Kat se estremeció cuando Zakar levantó la muñeca que tenía inmovilizada y la hoja chirrió al moverse contra la piedra. El dolor que tuvo que provocarle el movimiento debió de ser insoportable.

Sin le inmovilizó el brazo antes de arrancarle la espada. En lugar de agradecérselo, su hermano intentó asestarle un puñetazo. Como no lo consiguió, lo agarró del pelo y le estampó la cabeza contra la losa. Sin soltó un taco y se zafó de su mano.

—Joder, Zakar, tienes suerte de que te quiera mucho.

Su hermano siguió como si no lo escuchara.

Kat se acercó para echarle una mano.

—Le quitaré las de las piernas.

—Simi y Xirena lo harán —se ofreció Simi, que la apartó al instante—. Los carontes son fuertes. Saldrán con un tirón y así no le harán daño.

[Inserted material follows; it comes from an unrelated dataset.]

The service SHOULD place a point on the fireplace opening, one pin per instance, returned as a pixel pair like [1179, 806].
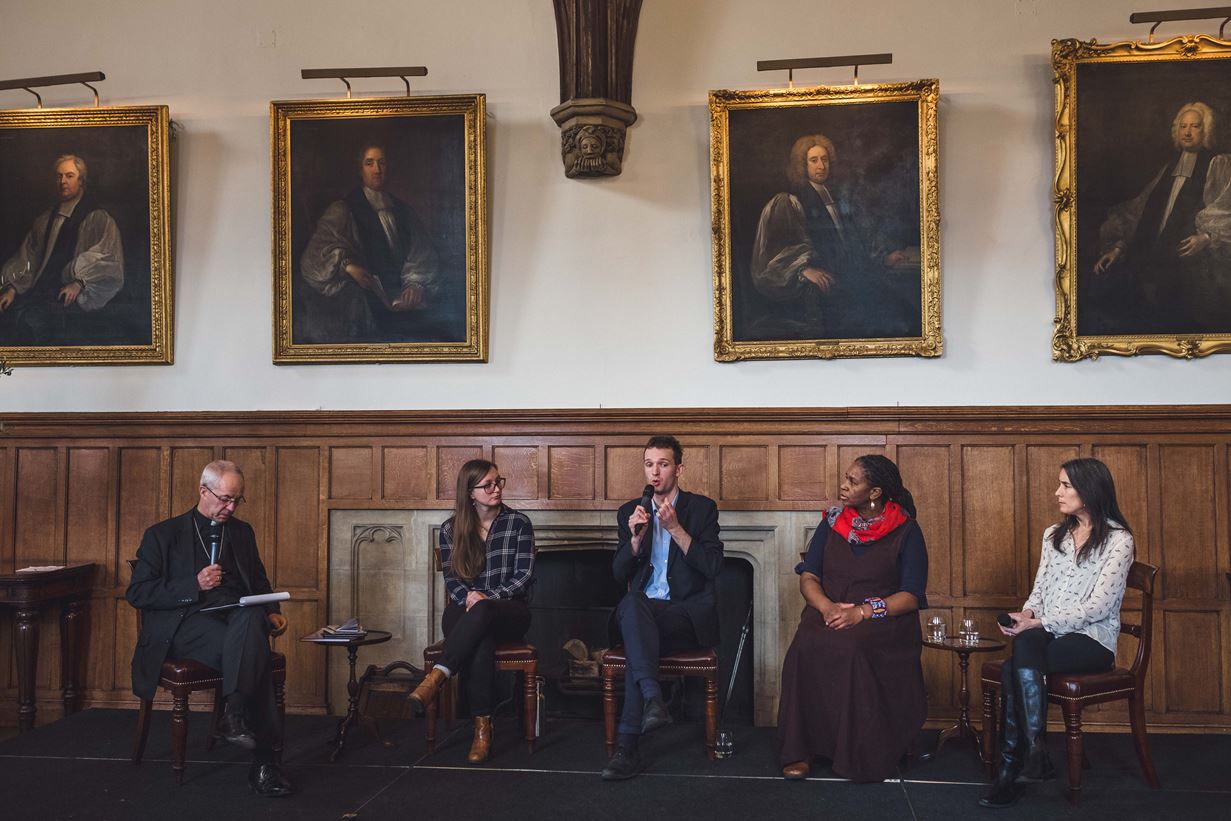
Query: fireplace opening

Kat les agradeció la ayuda. Cualquier cosa con tal de provocarle el menor dolor posible a ese pobre hombre. Se apartó para dejarles espacio a Simi y a Xirena. Entre los tres acabaron de liberarlo de la losa. Zakar comenzó a retorcerse de dolor al tiempo que soltaba un alarido que hizo que Kat se estremeciera hasta la médula de los huesos.

Tan pronto como se supo libre, rodó por la losa y cayó al suelo listo para atacar.

—¡Zakar! —masculló Sin, intentando hacerlo entender—. Soy Sin.

Zakar se abalanzó sobre él y lo agarró con fuerza, tirándolo de espaldas al suelo. Aunque ansiaba ayudar, Kat no sabía muy bien cuál podía ser la mejor estrategia. Además, no quería hacerle más daño a Zakar. La cara de Sin mientras intentaba eludir los golpes de su hermano ponía de manifiesto que estaba pensando lo mismo.

—¿Podemos comérnoslo? —preguntó Xirena.

—No —contestó Simi al instante—. Comerse a la gente está mal. —Hizo un puchero—. Simi habla como akri. Pero akri tiene razón. Además, si te lo comes, akra Kat se enfadará.

De repente, una luz brillante inundó la cueva. Sin y Kat se quedaron paralizados al comprender que ya no estaban a solas con Zakar.

—Bueno, bueno, bueno… parece que tenemos más comida.